Wednesday, September 22, 2004

DENNIS ROSS' NEW BOOK

DENNIS ROSS, THE CHIEF U.S. NEGOTIATOR FOR PRESIDENT'S BUSH (41) AND CLINTON HAS WRITTEN A NEW BOOK ON THE MIDDLE EAST PEACE NEGOTIATIONS. ALTHOUGH HE NOT SO NEATLY SIDE STEPS HIS OWN BLAME FOR THE FAILURE THAT WAS THE OSLO PROCESS, HE DOES CORRECTLY POINT ONE OF HIS FINGERS AT ARAFAT:

ARAFAT'S FAULT
In retrospect, Ross admits the cardinal sin of the Clinton administration's attitude toward the accords. He acknowledges that the White House and the State Department did nothing to hold Yasser Arafat and the rest of his merry band of Palestinian Authority henchmen accountable as they used their newfound power. Ross, the supposed arbiter of peace, sanctioned official whitewashes of the P.A. as it built a corrupt dictatorship intent on fomenting hatred of Israel and carrying on a terror war against its existence, rather than fostering peace.

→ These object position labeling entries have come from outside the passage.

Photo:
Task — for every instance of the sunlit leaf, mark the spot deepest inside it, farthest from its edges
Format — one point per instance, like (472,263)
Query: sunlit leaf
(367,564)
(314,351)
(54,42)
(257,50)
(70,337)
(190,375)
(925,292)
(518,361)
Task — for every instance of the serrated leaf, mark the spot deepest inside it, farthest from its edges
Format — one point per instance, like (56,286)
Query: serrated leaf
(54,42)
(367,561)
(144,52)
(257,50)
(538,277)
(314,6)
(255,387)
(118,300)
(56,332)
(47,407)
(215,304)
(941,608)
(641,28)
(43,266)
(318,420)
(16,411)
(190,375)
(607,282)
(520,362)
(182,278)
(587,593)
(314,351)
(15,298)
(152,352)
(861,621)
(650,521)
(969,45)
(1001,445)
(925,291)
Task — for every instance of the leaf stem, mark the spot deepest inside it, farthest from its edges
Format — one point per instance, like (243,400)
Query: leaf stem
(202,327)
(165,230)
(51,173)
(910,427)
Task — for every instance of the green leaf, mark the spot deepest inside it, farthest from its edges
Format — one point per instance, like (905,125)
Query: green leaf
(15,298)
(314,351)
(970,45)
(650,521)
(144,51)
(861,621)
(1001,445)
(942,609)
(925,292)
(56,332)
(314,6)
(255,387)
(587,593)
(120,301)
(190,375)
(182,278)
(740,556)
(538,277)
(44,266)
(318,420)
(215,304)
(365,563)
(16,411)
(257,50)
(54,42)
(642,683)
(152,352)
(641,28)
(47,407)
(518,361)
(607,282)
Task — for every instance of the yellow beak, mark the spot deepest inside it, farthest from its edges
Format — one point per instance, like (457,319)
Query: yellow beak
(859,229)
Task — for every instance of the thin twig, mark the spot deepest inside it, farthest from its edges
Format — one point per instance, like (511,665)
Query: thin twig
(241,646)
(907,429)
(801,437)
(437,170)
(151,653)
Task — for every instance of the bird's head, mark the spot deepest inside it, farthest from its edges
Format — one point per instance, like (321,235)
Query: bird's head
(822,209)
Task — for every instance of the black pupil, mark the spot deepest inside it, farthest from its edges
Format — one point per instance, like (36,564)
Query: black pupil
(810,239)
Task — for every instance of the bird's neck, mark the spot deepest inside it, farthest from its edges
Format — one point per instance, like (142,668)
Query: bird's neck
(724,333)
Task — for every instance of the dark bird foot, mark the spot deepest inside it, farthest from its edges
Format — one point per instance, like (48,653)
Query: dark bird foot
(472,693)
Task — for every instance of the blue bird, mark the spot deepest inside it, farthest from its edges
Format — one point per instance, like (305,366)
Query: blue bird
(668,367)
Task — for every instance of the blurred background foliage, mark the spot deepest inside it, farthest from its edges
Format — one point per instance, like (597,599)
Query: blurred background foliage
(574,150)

And with the passage of time and the complete collapse of his carefully orchestrated negotiations into the horror of Arafat's blood-spattered intifada, Ross now sees Arafat as the prime obstacle to peace. In interviews and speeches conducted to promote the book, Ross is prepared to concede that Arafat will have to go before peace can arrive.

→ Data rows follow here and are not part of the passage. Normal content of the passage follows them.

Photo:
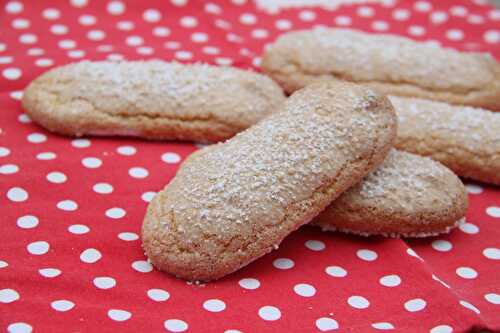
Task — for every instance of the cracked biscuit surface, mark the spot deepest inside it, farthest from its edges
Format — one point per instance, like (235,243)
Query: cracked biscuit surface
(406,196)
(465,139)
(391,64)
(239,200)
(150,99)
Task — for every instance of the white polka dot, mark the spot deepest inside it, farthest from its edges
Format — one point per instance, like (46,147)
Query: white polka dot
(259,33)
(148,196)
(128,236)
(188,22)
(4,151)
(315,245)
(49,272)
(175,325)
(492,298)
(119,315)
(46,156)
(466,272)
(56,177)
(336,271)
(492,253)
(126,150)
(171,158)
(415,305)
(104,282)
(358,302)
(12,73)
(96,35)
(59,29)
(38,248)
(469,228)
(383,326)
(459,11)
(19,328)
(6,60)
(390,280)
(51,13)
(380,25)
(214,305)
(416,30)
(116,7)
(102,188)
(78,3)
(142,266)
(151,15)
(304,290)
(283,263)
(91,162)
(158,295)
(126,26)
(492,36)
(62,305)
(307,16)
(249,283)
(367,255)
(17,194)
(442,329)
(138,172)
(8,295)
(441,245)
(474,189)
(422,6)
(67,205)
(439,17)
(90,256)
(343,20)
(27,221)
(20,24)
(14,7)
(455,34)
(78,229)
(8,169)
(161,31)
(115,213)
(326,324)
(269,313)
(87,20)
(469,306)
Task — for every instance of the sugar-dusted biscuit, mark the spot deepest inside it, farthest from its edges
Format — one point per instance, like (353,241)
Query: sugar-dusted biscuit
(393,65)
(150,99)
(407,196)
(239,200)
(465,139)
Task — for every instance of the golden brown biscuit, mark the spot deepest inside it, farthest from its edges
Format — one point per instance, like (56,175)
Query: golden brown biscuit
(465,139)
(150,99)
(407,196)
(392,65)
(240,199)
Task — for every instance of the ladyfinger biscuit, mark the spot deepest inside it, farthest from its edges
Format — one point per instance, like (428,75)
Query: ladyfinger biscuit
(465,139)
(239,200)
(150,99)
(390,64)
(407,196)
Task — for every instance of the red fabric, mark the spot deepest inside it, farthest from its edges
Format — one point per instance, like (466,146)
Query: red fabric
(467,260)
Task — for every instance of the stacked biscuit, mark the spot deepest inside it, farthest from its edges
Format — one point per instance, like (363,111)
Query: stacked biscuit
(324,155)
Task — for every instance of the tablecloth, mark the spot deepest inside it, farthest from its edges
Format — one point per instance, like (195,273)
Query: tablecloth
(71,209)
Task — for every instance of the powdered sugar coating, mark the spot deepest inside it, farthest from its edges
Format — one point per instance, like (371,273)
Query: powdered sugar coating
(238,200)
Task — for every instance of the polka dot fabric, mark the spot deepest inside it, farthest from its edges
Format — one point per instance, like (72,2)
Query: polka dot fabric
(70,256)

On this point, Ross' book advances the debate on the demise of Oslo. He refutes the claims put forward by Arafat and his apologists that the offer laid on the table by Israel during the July 2000 Camp David summit was of no value. Ross sets forward the extraordinary concessions made by former Israeli Prime Minister Ehud Barak that would have given the Palestinians a viable state with a capital in Jerusalem.

At least on this point, Ross is clear: Arafat rejected peace and statehood, and instead chose war. The peace was there to be had. The problem was, Arafat didn't want it.